The Sinking of the R.M.S. Leinster
 

People on board

Dr. Thomas Fennessy

FENNESSY, Thomas Dr.

Thomas Fennessy was born in Waterford City on the 23rd of September 1889 to William Henry Fennessy and Lilian Agnes Rance. He was the fifth of their six children, and the youngest of four sons. William had succeeded to the family nursery at Grange and the family lived in Grange Villa on John Street. There was also a seed shop on the Quay, near Reginald’s Tower and branches of the nursery in several counties. An unusual oak seedling was discovered at the nursery in Waterford and named ‘Fennessy’s Oak’. Lilian Agnes Rance, born in Malta, was the son of an English army officer who served in India.

Both Thomas and his eldest brother, Edward/Edmund, became doctors, and both were in Dublin in the 1911 census as medical students, Edmund in the Mater Hospital and Thomas boarding in nearby Nelson Street. In June 1914 their brother Frederick, who had been working as a Nurseryman, died in Waterford of TB. When Edward graduated he moved to England, where he married in 1916, but he also joined the R.A.M.C. with the rank of Temporary Captain and served in Ballykinler Army Camp in County Down. Another brother, Arthur, had married and emigrated to Perth in Australia where he was working as a Florist and Seed Merchant’s Assistant. He enlisted with the Australian Army and served in France in 1918. He later returned to Ireland. Their elder sister May was a Carmelite nun in Liverpool.

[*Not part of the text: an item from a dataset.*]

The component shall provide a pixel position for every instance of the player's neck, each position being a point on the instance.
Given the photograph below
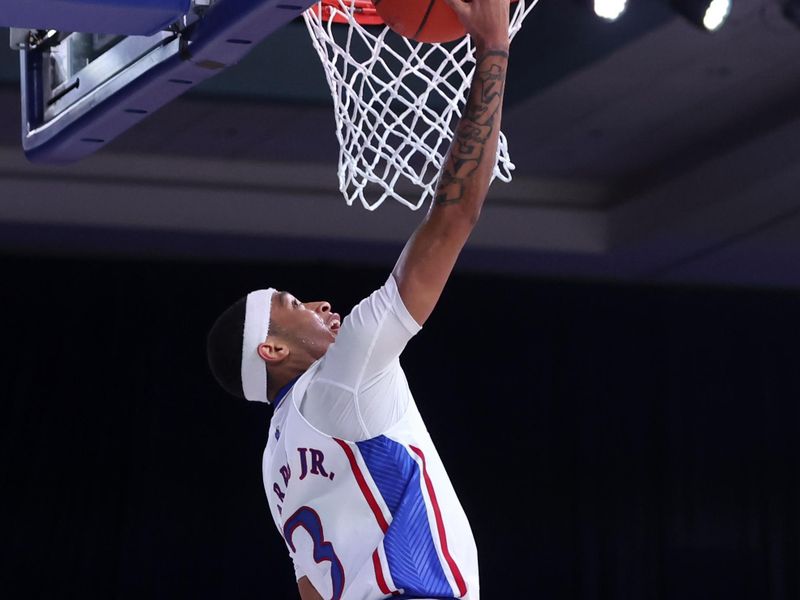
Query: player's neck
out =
(279, 379)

In 1917 Dr Thomas Fennessy was listed in Kelly’s Directory as working in the Asylum, Claybury, a psychiatric hospital in London. He had been appointed Assistant Medical Officer there in Nov. 1914. He came home on holiday in late September 1918 and was returning to England when he travelled on RMS Leinster on the 10th of October. According to a report in the Waterford Standard he was due to take up an important new appointment but he did not survive the sinking. His body was recovered and was identified by his father. He was brought to Waterford by train and a large crowd of sympathisers met the remains at the station. Along the Quay flags on the ships flew at half-mast and shops were shut on the route of the cortege to Ballygunner graveyard, where he was laid to rest in the family plot.